Production of hydrocarbons used as fuel or heavy oil components and chemicals from biomass are of increasing interest since they are produced from a sustainable source of organic compounds.
The ketoacid Levulinic acid (LA, 4-oxopentanoic acid) is one of many platform molecules that may be derived from biomass. It may be produced from both pentoses and hexoses of lignocellulosic material (see FIG. 1) at relatively low cost. Some of the advantages and drawbacks of using levulinic acid as a platform molecule relates to the fact that it is considered to be a reactive molecule due to both its keto and acid functionality.
Esters of levulinic acid have been suggested as fuel components as well as cold flow additives in diesel fuels, and in particular the methyl and ethyl esters have been used as additives in diesel fuel. Gamma-valerolactone (GVL), which may be obtained by reduction of levulinic acid, has been used as a fuel additive in gasoline. Further reduction of GVL to 2-methyltetrahydrofuran (MTHF) provides a product that may be blended with gasoline of up to 60%. Alkyl valerates produced from levulinic acid have also been suggested as biofuels.
Levulinic acid has also been used for the production of liquid hydrocarbon fuels by a number of catalytic routes, including a method of producing a distribution of alkenes, the distribution centered around C12, involving converting aqueous GVL in a first reactor system to butenes followed by oligomerization in a second reactor over an acidic catalyst (for example, Amberlyst® 70).
Serrano-Ruiz et al. (Appl. Catal., B, 2010, 100, 184) produced a C9-ketone (5-nonanone) by reducing levulinic acid to GVL over a Ru/C catalyst in one reactor followed by reacting 40 wt % GVL in water and 0.02 M H2SO4 in a Pd/Nb2O5+ceria-zirconia double bed arrangement at 325-425° C., 14 bar, WHSV=0.8-0.5 h−1 in another reactor. Using multiple reactors may be advantageous as it can offer more control over the process compared to using a single reactor. However, multiple reactors increase the number of process steps, which is not desired.
US 2006/0135793 A1 (to Blessing and Petrus) discloses dimerization of levulinic acid to a C10 unit in the presence of hydrogen, with a strong acidic heterogenous catalyst comprising a hydrogenating metal, at a temperature in the range from 60 to 170° C. and a pressure of 1 to 200 bar (absolute). The example indicates as main products levulinic acid dimers (26%) and unreacted levulinic acid (70%). Using a single reactor compared to multiple reactors may be advantageous in that it can reduce the number of process steps. Some of the drawbacks associated with direct routes of upgrading, for example, by using single reactors are that these reactions generate highly reactive intermediates with more than one functional group, which can further react to other (unwanted) molecules. Reduction of unwanted molecules by direct routes of upgrading in, for example, a single reactor usually entails a lower yield of the desired product composition. Accordingly, an indirect route of upgrading a feedstock using multiple reactors or multiple catalyst beds in a single reactor may in some situations be preferred compared to a direct route of upgrading.
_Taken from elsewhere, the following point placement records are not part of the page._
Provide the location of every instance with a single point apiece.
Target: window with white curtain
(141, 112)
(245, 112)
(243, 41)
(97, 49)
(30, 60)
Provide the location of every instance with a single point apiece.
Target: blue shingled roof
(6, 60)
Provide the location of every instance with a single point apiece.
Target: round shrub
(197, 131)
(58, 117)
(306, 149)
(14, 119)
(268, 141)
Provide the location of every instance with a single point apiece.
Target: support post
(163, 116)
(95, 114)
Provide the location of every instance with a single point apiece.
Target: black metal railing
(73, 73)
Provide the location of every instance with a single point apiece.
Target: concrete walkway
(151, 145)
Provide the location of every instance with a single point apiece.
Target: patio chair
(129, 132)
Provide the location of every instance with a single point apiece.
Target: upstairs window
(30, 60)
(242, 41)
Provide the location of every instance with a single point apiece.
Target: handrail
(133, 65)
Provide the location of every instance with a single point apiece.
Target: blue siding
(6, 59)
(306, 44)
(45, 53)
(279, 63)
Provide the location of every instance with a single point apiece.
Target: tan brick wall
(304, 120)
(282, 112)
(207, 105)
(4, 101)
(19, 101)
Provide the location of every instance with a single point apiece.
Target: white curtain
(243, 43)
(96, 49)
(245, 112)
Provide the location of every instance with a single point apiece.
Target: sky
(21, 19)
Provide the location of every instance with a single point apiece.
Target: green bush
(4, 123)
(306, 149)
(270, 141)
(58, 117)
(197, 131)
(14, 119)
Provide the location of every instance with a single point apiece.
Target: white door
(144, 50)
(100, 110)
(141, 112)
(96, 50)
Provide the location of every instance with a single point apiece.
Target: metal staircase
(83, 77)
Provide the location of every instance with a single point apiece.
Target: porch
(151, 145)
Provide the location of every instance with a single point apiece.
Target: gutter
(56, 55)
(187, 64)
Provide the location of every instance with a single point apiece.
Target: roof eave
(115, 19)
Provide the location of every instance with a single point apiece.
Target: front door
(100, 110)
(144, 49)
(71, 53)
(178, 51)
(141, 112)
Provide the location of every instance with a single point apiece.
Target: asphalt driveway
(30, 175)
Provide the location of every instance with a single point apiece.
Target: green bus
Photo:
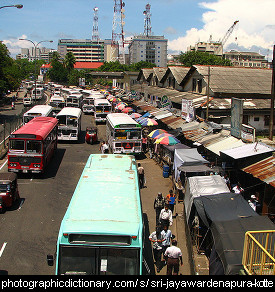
(102, 230)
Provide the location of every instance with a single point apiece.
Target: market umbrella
(135, 115)
(167, 140)
(163, 135)
(156, 132)
(148, 122)
(127, 110)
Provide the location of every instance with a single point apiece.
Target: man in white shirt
(173, 255)
(165, 216)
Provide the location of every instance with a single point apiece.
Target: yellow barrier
(258, 253)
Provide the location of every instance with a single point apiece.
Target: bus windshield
(98, 261)
(33, 146)
(128, 134)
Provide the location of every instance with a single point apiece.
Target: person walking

Consequently, there is a need for additional processes for upgrading levulinic acid and other ketoacids to higher molecular weight compounds, which are suitable for use as, for example, fuel or heavy oil components or chemicals or as components in the production of fuel or heavy oil components or chemicals. For example, there is a need for such additional processes which reduce the processing costs by, for example, improving the yield of the desired components or chemicals and/or improving the life time of the catalyst.